Note: the length of link 2, L2 is fixed during the optimization process to 30 mm.

Note: these simulations were run with code written in python.

Figure 4: Mean transmission angle; shows mean of 90° (1.5708 radians) at a length close to 120 mm

Figure 5: Standard deviation of transmission angle in repeated cuts; shows consistent kinematic behavior with deviations below 3°

Figure 6: Mean cut surface speed in 30 mm vegetables, demonstrating uniformity of speed during major cutting phases

Figures 7 – 9: Transmission angle, blade velocity, and acceleration plotted against blade/motor separation.
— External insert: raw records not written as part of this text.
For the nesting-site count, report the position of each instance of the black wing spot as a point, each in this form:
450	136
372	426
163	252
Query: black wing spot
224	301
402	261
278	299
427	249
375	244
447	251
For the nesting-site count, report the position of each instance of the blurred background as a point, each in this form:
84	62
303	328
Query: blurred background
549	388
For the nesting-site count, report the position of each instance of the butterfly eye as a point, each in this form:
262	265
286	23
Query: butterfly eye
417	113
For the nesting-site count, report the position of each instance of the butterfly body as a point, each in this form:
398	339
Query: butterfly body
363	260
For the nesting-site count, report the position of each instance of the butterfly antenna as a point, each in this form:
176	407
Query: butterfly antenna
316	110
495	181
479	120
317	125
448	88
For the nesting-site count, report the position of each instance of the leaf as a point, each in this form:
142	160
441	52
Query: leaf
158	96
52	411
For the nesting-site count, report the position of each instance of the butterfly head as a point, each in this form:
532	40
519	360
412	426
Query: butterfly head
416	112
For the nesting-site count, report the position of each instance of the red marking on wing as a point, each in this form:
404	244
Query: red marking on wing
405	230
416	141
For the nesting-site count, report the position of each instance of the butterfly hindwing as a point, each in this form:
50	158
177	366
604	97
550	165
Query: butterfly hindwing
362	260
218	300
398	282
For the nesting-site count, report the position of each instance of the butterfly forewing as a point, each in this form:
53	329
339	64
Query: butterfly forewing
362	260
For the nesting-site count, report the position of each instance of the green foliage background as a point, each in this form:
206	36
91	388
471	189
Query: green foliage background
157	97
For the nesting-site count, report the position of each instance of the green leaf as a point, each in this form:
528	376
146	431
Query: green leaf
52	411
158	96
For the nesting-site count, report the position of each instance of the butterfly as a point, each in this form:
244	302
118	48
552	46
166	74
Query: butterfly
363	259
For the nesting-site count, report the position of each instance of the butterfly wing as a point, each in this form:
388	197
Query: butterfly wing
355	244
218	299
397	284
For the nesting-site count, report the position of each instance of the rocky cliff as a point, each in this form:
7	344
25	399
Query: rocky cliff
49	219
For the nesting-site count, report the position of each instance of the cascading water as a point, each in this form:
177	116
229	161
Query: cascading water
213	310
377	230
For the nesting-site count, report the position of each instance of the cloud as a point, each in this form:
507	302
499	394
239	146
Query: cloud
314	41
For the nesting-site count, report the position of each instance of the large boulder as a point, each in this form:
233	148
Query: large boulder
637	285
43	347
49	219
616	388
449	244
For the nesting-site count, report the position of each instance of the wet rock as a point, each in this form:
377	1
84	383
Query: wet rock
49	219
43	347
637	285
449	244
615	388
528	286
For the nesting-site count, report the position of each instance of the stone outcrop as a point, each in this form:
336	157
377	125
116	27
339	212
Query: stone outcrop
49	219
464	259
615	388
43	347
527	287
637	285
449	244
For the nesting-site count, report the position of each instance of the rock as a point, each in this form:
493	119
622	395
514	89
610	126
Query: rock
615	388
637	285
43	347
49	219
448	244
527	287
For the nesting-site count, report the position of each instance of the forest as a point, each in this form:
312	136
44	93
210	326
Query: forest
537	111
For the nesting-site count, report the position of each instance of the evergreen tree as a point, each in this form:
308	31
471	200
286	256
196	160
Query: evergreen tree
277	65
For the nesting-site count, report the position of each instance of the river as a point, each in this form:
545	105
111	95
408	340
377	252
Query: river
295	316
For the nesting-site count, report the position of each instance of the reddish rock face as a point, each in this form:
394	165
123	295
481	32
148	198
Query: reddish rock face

These validate efficient force delivery and stable, smooth cutting motion.

Figure 7: Transmission angle plotted as a function of link L1 (i.e. the distance blade/center of motor).

Figure 8: Blade Velocity plotted as a function of link L1 (i.e. the distance blade/center of motor).

Figure 9: Blade Acceleration plotted as a function of link L1 (i.e. the distance blade/center of motor).

Analyzing the transmission angle between L3 and L4, we optimized the linkage so that the transmission angle approaches 90° at both the start and end of the cutting stroke. This maximizes delivered force when initiating and finishing the cut, ensuring penetration through tough outer layers with high efficiency (Figure 6). Throughout the motion, the transmission angle remains greater than 85°, maintaining a favorable force profile.

Velocity and acceleration analyses reveal peak blade velocity at mid-stroke, coinciding with the period of lowest acceleration (minimal wasted effort due to outside movement). Plots of blade velocity and acceleration versus crank/blade separation (Figures 7 and 8) confirm that velocity is highest when force transmission is most efficient.

Final comments

Kinematic mobility analysis gives one degree of freedom controlled by input crank rotation. Python simulations yielded profiles for all major linkage points, indicating peak torque and velocity during the critical cutting phases. Calculated mechanical advantage exceeds 1.6 when the blade contacts the vegetable, providing sufficient force for smooth cutting through typical kitchen vegetables.